Bagging = row sampling with replacement; Pasting = without replacement.

  • These are sampling strategies, not actual algorithms.
  • Train multiple copies of the same model on different random subsets of the training data, then aggregate predictions.

  • Goal: reduce variance

  1. Sample training data multiple times ⟶ create different subsets

  2. Train 1 predictor per subset (same algorithm each time)

  3. Repeat to build many predictors

  4. Aggregate predictions:

    • Classification ⟶ majority vote

    • Regression ⟶ average

  5. Feature sampling extensions:

    • Random Subspaces: sample features only

    • Random Patches: sample features AND rows

  • Bagging vs Pasting:

    • Bagging ⟶ more diversity (bootstrap), slightly higher bias, lower variance ⟶ usually better

    • Pasting ⟶ less diversity

    • Feature sampling (subspaces/patches) ⟶ even more diversity ⟶ further ↓ variance, slight ↑ bias

  • Feature sampling variants:

    • Random Subspaces ⟶ sample features only

    • Random Patches ⟶ sample rows + features (useful for high-dimensional data)

  • Extra:

    • When row sampling with replacement ⟶ Out-of-bag (OOB) samples (~37%) can be used for validation without a separate dataset
  • n_estimators: more models ⟶ lower variance

  • features

    • max_features: controls feature sampling

    • bootstrap_features: whether to sample features with replacement

  • instances

    • max_samples: controls row sampling (normally set to size of training set)

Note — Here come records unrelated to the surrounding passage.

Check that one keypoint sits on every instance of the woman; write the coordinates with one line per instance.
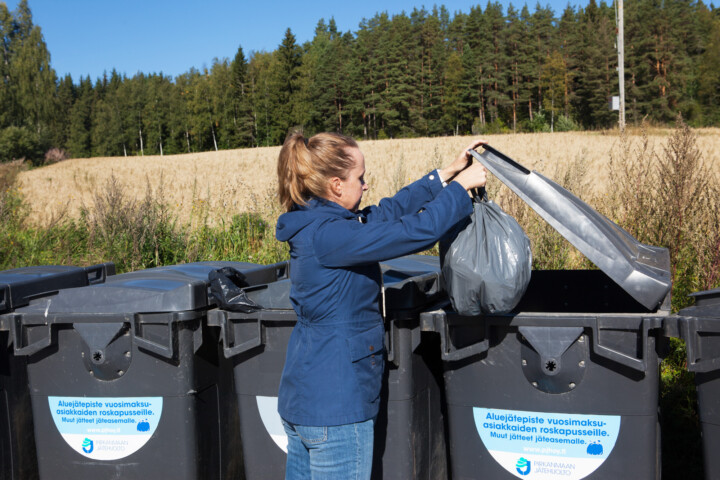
(330, 387)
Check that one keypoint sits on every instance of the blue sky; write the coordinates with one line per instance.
(88, 37)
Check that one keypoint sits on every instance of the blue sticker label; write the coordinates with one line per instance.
(104, 428)
(542, 445)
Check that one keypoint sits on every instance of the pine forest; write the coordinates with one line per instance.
(423, 73)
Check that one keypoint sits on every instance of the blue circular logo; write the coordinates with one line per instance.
(87, 445)
(523, 466)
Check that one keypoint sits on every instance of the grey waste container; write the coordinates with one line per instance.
(126, 378)
(565, 386)
(17, 287)
(409, 441)
(700, 328)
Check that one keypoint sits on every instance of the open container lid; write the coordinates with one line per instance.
(175, 288)
(643, 271)
(20, 285)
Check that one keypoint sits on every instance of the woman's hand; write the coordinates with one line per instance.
(463, 161)
(473, 176)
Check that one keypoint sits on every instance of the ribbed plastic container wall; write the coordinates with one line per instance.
(700, 328)
(17, 287)
(409, 441)
(565, 388)
(127, 379)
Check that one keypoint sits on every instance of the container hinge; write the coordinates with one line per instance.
(692, 330)
(20, 333)
(622, 358)
(220, 318)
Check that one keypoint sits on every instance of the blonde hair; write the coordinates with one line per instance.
(305, 166)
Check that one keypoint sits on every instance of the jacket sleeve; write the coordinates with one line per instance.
(410, 199)
(343, 243)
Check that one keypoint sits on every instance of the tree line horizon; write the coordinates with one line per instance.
(427, 73)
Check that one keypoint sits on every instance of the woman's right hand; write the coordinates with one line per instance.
(474, 176)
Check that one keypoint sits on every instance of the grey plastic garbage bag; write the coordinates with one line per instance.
(486, 261)
(227, 287)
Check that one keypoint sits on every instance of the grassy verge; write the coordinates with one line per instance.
(663, 195)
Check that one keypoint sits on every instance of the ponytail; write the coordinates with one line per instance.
(305, 166)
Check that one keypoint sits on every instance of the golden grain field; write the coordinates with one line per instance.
(210, 186)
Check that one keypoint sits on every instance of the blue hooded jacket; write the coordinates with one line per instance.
(335, 357)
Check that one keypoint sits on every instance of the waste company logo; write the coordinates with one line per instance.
(595, 448)
(523, 466)
(87, 445)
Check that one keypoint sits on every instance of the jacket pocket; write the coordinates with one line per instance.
(367, 354)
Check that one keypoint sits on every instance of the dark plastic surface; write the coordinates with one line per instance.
(164, 289)
(578, 344)
(641, 270)
(410, 282)
(409, 439)
(20, 285)
(700, 328)
(144, 334)
(17, 288)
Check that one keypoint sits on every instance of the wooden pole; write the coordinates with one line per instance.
(621, 64)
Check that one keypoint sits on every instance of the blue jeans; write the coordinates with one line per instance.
(342, 452)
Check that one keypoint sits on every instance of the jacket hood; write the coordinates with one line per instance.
(290, 223)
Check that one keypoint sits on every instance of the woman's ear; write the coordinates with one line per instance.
(336, 184)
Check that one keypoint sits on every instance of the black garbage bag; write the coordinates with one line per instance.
(486, 261)
(227, 288)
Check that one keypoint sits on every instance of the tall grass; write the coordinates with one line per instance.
(665, 195)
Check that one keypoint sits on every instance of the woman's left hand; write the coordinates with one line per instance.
(463, 161)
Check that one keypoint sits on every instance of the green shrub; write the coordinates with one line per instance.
(565, 124)
(19, 142)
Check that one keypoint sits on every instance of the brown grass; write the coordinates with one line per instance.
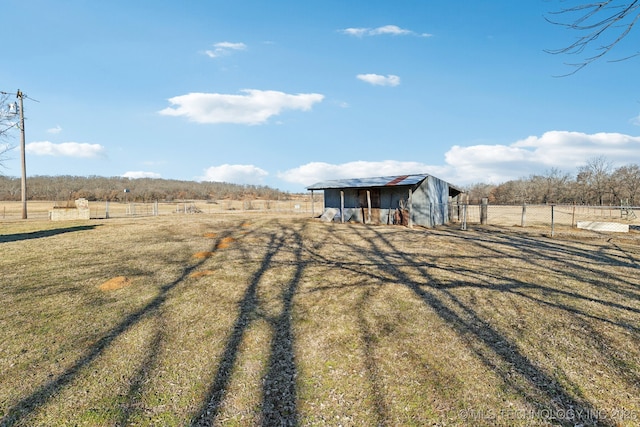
(298, 322)
(115, 283)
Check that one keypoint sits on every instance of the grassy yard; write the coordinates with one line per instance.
(240, 319)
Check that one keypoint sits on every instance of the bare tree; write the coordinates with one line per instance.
(627, 180)
(595, 178)
(601, 26)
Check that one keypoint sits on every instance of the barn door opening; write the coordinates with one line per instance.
(370, 205)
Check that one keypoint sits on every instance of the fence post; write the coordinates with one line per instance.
(483, 211)
(464, 217)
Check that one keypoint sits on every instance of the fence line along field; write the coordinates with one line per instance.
(250, 319)
(99, 209)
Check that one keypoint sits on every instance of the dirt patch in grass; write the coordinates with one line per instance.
(203, 273)
(115, 283)
(225, 242)
(203, 254)
(317, 324)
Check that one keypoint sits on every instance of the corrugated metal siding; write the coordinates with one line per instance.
(429, 196)
(382, 181)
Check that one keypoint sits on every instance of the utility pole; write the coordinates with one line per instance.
(23, 186)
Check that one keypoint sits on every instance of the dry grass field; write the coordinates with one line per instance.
(245, 319)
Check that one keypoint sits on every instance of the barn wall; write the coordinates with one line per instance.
(430, 203)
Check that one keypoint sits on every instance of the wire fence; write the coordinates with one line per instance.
(612, 219)
(43, 210)
(551, 218)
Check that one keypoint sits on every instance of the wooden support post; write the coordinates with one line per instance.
(313, 214)
(483, 211)
(410, 222)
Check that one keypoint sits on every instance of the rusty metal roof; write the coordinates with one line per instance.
(382, 181)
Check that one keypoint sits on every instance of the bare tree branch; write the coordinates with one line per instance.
(607, 20)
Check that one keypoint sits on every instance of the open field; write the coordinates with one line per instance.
(98, 210)
(247, 319)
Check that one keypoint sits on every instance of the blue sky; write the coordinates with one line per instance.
(288, 93)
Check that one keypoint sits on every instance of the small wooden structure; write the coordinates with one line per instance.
(404, 200)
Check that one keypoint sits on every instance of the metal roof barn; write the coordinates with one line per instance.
(404, 199)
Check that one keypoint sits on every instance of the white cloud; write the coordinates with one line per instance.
(253, 107)
(563, 150)
(141, 174)
(498, 163)
(384, 30)
(237, 174)
(378, 80)
(319, 171)
(65, 149)
(55, 130)
(224, 48)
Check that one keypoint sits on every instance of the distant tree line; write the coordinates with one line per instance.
(96, 188)
(596, 183)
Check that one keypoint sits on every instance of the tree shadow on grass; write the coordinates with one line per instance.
(490, 346)
(5, 238)
(49, 389)
(279, 385)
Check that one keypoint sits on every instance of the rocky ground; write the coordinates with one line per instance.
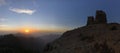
(97, 38)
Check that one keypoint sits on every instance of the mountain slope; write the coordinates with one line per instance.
(100, 37)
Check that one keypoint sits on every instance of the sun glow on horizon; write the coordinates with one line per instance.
(27, 31)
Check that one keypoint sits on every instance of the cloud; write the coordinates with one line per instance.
(2, 2)
(22, 11)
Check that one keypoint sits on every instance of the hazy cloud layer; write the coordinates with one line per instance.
(22, 11)
(2, 2)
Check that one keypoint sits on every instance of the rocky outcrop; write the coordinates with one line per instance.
(99, 19)
(101, 37)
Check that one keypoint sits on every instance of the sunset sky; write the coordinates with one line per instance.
(53, 15)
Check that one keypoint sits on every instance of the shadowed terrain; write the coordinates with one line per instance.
(97, 36)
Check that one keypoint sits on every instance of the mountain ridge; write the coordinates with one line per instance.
(100, 37)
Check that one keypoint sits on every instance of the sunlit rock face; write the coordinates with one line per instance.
(96, 38)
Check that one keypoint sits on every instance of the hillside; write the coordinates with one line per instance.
(97, 36)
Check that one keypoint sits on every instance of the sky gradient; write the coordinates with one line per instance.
(53, 15)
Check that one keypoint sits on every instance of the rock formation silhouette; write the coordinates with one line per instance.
(97, 36)
(99, 19)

    • bootstrap: True (bagging) vs False (pasting)

Random Forest

  • Ensemble of DTs trained with bagging (sometimes pasting).

  • Goal: reduce variance vs a single tree while maintaining similar bias.

  • Adds feature randomness at each split to increase diversity.

  1. Sample training data (typically with replacement)

  2. Train many DTs in parallel

  3. At each split, only shown a random subset of features

  4. Aggregate predictions:

    • Classification ⟶ majority vote

    • Regression ⟶ average

  • Diversity:

    • Comes from row sampling (bagging) & feature sampling
  • Extra Trees variant:

    • Uses random thresholds instead of best split
  • Pros:

    • Handles nonlinear patterns well

    • Robust to overfitting vs single trees

  • Cons:

    • Less interpretable than a single tree

    • Can still overfit if trees too deep / too many

  • n_estimators: number of trees

  • max_features: number of features considered at each split (controls randomness)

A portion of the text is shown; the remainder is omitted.